Regorafenib (Stivarga) is recommended as a second-line treatment for people who experience disease progression on sorafenib. Studies have also shown that cabozantinib (Cabometyx tablet formulation and Cometriq capsule formulation) improved survival in this patient group.

Galle noted that Eli Lilly recently announced results from a study showing that ramucirumab (Cyramza), a VEGF inhibitor that blocks blood vessel formation, increased overall survival and progression-free survival in people with liver cancer with high AFP levels.

EASL does not yet recommend immunotherapy for liver cancer. Last September the US Food and Drug Administration (FDA) approved nivolumab (Opdivo) as second-line therapy for people with HCC who were previously treated with sorafenib, but it is not yet approved for this indication in Europe.

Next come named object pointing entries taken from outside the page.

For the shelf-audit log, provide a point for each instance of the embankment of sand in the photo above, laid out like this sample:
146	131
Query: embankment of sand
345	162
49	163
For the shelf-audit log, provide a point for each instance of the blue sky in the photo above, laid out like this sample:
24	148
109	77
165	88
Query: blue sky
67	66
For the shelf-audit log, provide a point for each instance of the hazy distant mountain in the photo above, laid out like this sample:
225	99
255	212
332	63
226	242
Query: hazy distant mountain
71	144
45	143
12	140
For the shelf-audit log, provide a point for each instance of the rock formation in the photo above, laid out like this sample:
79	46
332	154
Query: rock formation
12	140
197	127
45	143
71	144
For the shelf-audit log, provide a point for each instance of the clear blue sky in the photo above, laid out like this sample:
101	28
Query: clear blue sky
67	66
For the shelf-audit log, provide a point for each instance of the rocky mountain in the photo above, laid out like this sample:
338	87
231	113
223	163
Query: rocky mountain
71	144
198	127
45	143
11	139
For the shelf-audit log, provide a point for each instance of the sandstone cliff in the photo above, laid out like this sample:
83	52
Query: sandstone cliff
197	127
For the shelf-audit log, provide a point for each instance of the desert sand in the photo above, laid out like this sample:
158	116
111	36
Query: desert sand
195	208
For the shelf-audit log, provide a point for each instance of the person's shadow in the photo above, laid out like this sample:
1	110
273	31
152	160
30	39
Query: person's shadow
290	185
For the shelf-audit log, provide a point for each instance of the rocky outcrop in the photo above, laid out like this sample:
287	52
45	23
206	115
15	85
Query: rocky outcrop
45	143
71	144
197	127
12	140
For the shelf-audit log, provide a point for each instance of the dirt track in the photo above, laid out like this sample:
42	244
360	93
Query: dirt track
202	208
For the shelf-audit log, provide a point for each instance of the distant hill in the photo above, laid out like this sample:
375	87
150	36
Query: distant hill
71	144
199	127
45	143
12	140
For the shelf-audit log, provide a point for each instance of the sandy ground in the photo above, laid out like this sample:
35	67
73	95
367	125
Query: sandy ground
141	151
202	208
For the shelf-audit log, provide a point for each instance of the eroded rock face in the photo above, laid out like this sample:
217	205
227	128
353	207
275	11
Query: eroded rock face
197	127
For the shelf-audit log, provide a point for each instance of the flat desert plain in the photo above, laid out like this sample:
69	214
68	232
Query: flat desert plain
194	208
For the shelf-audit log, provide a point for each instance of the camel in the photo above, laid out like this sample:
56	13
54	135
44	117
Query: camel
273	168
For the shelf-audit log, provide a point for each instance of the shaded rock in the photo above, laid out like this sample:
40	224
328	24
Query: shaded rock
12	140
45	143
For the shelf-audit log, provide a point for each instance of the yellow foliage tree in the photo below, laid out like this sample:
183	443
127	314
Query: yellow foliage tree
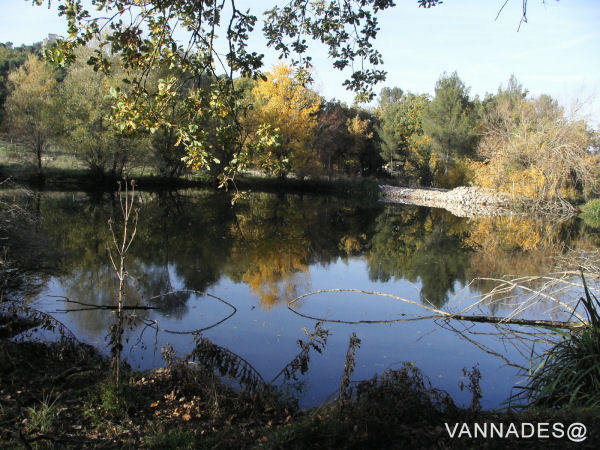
289	108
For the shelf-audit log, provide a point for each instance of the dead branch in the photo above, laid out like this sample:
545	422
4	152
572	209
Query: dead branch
438	314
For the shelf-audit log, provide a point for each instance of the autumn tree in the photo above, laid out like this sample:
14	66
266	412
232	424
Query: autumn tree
449	121
290	109
532	148
32	106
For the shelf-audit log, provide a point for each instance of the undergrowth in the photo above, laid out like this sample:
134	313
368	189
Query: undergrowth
568	374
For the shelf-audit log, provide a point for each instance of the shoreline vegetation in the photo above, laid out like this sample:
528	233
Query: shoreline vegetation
136	108
51	396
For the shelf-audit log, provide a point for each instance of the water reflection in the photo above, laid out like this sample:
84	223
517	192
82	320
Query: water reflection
269	243
269	249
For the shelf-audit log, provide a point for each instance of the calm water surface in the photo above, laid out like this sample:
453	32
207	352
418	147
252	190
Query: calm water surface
269	249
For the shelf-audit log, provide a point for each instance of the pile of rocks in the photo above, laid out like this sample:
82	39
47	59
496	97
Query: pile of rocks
462	201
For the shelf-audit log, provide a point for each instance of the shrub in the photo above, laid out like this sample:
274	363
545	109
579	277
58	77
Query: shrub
591	213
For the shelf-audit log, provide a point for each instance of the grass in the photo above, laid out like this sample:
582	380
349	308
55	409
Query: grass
568	375
185	406
591	213
45	417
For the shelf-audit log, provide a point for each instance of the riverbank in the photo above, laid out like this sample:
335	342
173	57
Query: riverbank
51	396
461	201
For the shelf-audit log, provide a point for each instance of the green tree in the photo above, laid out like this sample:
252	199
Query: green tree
532	148
143	36
11	58
88	134
32	106
404	143
449	121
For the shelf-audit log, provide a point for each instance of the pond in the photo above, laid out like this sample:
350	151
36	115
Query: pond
197	260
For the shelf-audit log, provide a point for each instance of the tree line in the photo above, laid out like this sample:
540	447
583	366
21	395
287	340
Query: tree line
510	141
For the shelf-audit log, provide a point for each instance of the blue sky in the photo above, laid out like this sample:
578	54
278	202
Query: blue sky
557	52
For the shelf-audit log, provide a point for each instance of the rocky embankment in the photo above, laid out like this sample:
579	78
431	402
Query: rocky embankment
461	201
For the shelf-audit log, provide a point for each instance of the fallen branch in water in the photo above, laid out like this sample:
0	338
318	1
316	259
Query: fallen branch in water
438	314
91	307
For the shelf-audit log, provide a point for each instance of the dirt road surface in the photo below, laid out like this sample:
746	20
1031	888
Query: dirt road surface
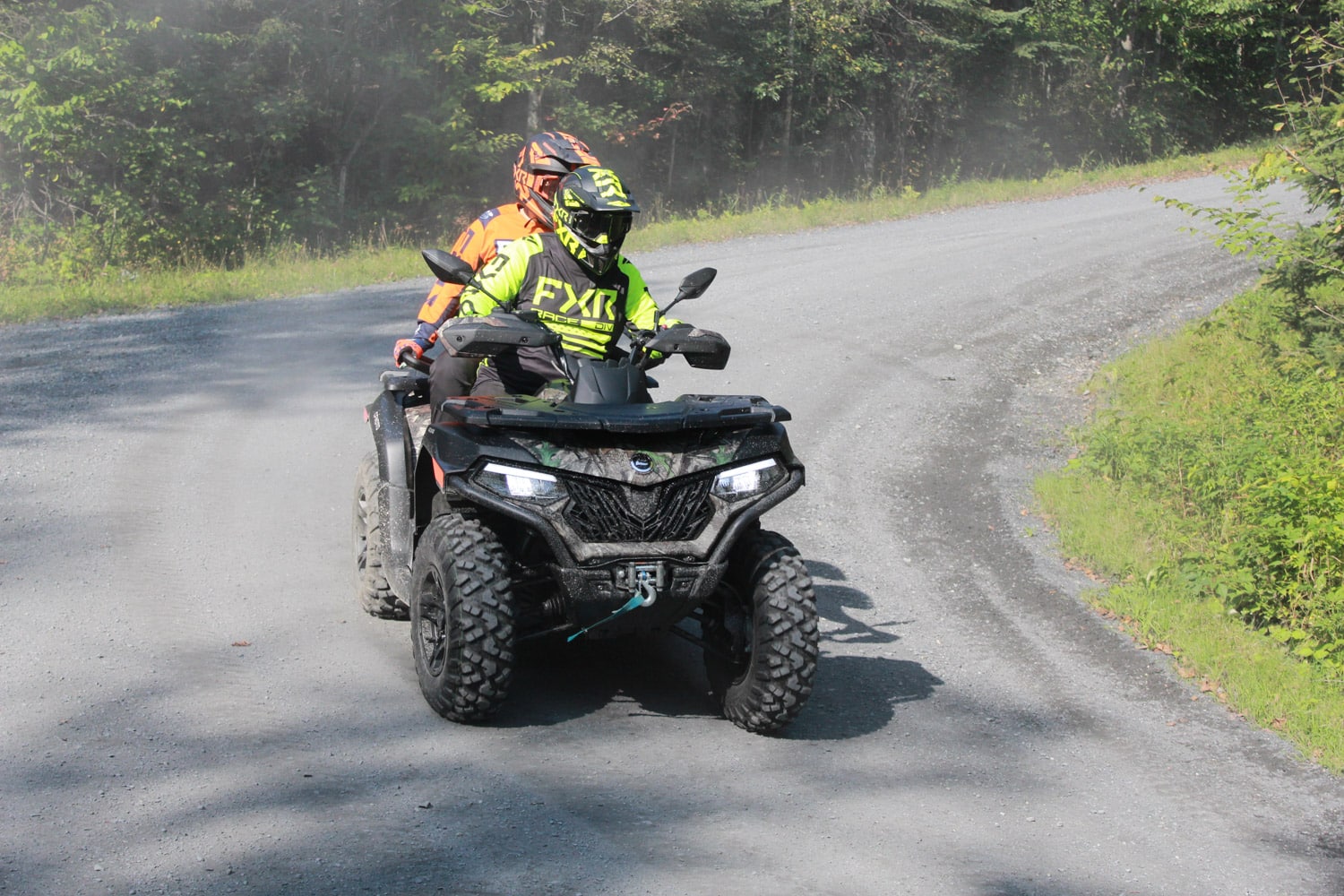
193	702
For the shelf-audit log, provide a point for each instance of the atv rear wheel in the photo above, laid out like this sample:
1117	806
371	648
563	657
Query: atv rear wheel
461	618
761	634
375	594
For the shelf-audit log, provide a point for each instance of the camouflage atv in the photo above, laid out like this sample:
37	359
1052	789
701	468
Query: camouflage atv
586	511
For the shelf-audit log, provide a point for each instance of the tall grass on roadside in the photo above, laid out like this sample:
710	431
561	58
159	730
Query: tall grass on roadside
42	292
1209	490
289	273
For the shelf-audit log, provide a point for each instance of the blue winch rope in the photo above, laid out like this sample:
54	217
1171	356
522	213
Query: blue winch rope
637	600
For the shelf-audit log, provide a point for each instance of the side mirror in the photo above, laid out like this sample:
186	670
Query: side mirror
693	287
695	284
446	266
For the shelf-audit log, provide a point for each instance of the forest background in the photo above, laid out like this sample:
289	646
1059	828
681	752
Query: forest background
169	142
155	134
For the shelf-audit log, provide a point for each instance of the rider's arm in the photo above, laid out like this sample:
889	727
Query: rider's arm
640	308
499	282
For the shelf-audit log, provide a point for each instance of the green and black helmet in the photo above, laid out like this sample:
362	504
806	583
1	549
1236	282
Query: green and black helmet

Nivolumab is a monoclonal antibody that blocks PD-1, a receptor on T cells that plays a role in regulating immune function. Some tumours can use PD-1 to turn off immune responses against them, and drugs that block PD-1 can restore T-cell activity.

FDA approval was based on promising findings from the CheckMate 040 trial, which showed that nivolumab led to tumour shrinkage or disease stabilisation in just over half of treated people. But the EASL panel noted that this was an uncontrolled phase 2 study and they await phase 3 data.

"This is very promising, but it's not recommended in Europe yet," Galle said.

Targeted therapies and immunotherapies work very well for some people with liver cancer, but show little effectiveness for others. Experts do not yet know how to predict which people will benefit, and development of predictive biomarkers is one of the most active areas of cancer research

The panel emphasised that the new EASL recommendations are intended to guide clinical practice where all possible resources and therapies are available. The members acknowledged that providers will have to make adjustments to account for local regulations, drug availability, provider capacity, infrastructure and cost-benefit analyses.


European Association for the Study of the Liver. EASL Clinical Practice Guidelines: Management of hepatocellular carcinoma. Journal of Hepatology, in press 2018 (available in advance online).